Uno scrittore in fuga e il suo angelo armato

Uno scrittore senza nome e il capo della sua scorta, Angelo, vivono esistenze braccate, in luoghi disadorni e senza storia, anonimi e non riconoscibili, come impersonale e cieca è la violenza di chi vuole la loro morte. Benché la vicenda di Roberto Saviano sia l’evidente fonte d’ispirazione del nuovo romanzo di Massimiliano Governi - autore tanto capace quanto avaro di pubblicazioni - la scrittura adottata è lontana dall’adesione al dato di cronaca e si scosta nettamente dal romanzo d’inchiesta, ammesso e non concesso che questa definizione esaurisca l’oggetto narrativo costituito da Gomorra. L’operazione di Governi è d’altra natura, o meglio, mette in evidenza il lato meno indagato del lavoro di uno scrittore come Saviano: i personaggi di Chi scrive muore sono prodotti onirici, squisitamente narrativi, essi stessi squassati dalle visioni e dagli incubi che solo l’incertezza costante e la paura possono creare.
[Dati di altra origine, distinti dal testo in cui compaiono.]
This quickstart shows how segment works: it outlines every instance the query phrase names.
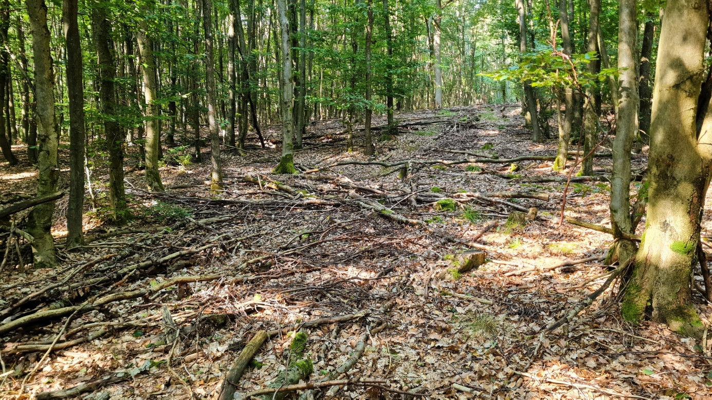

La scrittura, parallelamente, è allucinata e insieme corporea, tesa come una lama affilata sul crinale che separa, e unisce, pulsione e immaginazione, tanto da ricordare a tratti lo stile di Antonio Moresco. La parola ha qui un peso organico, pur essendo generatrice di fantasmi inconsci, e d’altra parte la purezza esemplare dell’eroe, nelle pagine di Governi, non è di casa. Quelli dello scrittore e del suo angelo custode non sono ritratti agiografici, anzi, di questi ultimi rappresentano il contrappunto più dissonante. Lo scrivere - un certo tipo di scrivere - non è un mestiere per anime belle: «La scrittura è un coltello con due lame ma senza manico. Ti tagli comunque lo impugni».